One atom, one photon

Mar 13, 2007 08:47 GMT  ·  By

When a light bulb is turned on, each second 10 to the power of 15 visible photons shed light in the room.

Now a team led by Professor Gerhard Rempe at the Max Planck Institute of Quantum Optics in Garching near Munich, Germany, has developed a single-photon server based on a single neutral atom, crucial for future quantum experiments with single photons.

The novel quantum information domain is going to employ quantum mechanics to compute some operations much more efficiently than classical computers.

One trapped atom can emit just one photon at a time, by applying a laser pulse. By locating the single atom between two highly reflective mirrors (a "cavity"), all of these photons are headed in the same direction.

These photons are of a very high quality, their energy amount is almost constant and the traits of the photons can be controlled, properties required by quantum computation.

On the other hand, up to now, it was not possible to trap a neutral atom in a cavity and at the same time generate single photons for a sufficiently long time to make practical usage of the photons.

In 2005, Rempe's team could rise the trapping times of single atoms in a cavity by employing three-dimensional cavity cooling.

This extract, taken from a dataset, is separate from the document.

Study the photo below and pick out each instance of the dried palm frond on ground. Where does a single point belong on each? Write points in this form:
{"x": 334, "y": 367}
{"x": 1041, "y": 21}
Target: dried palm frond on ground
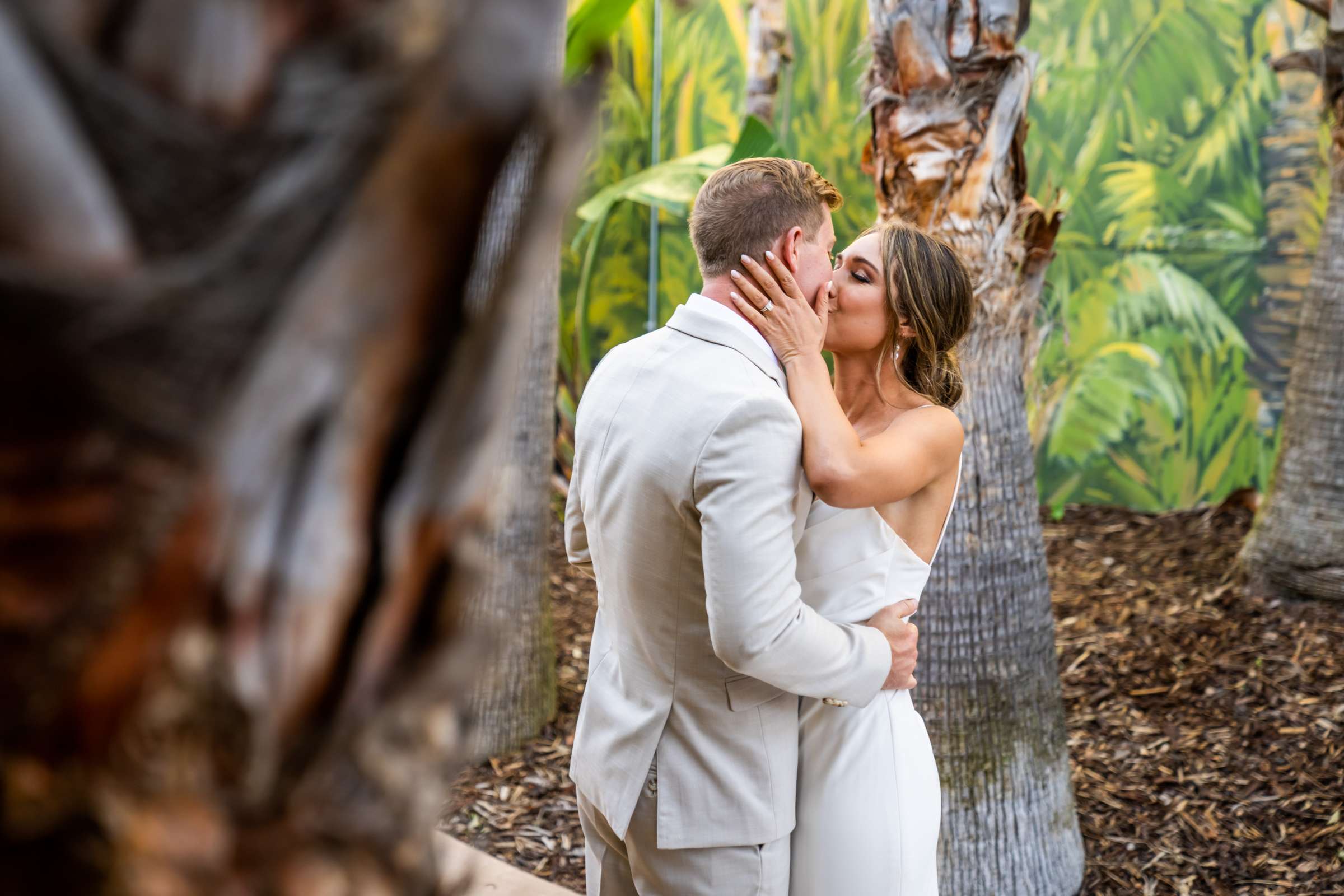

Now, the researchers can combine cavity cooling with single photon generation, achieving the performance that a single atom can expel up to 300,000 photons. In the new system, the time of the atom availability is much longer than that necessary to cool and trap the atom.

This system can thus work with a large duty cycle, operating as a single-photon server, by employing a magneto-optical trap to get ultracold Rubidium atoms trapped inside the cavity in the vacuum chamber.

When a laser beam is applied from the side, a stream of single photons is emitted from the cavity, and between two single photon emissions the atom is cooled, thus it will not leave the trap.

Quantum information is one step closer to single-photon server operating.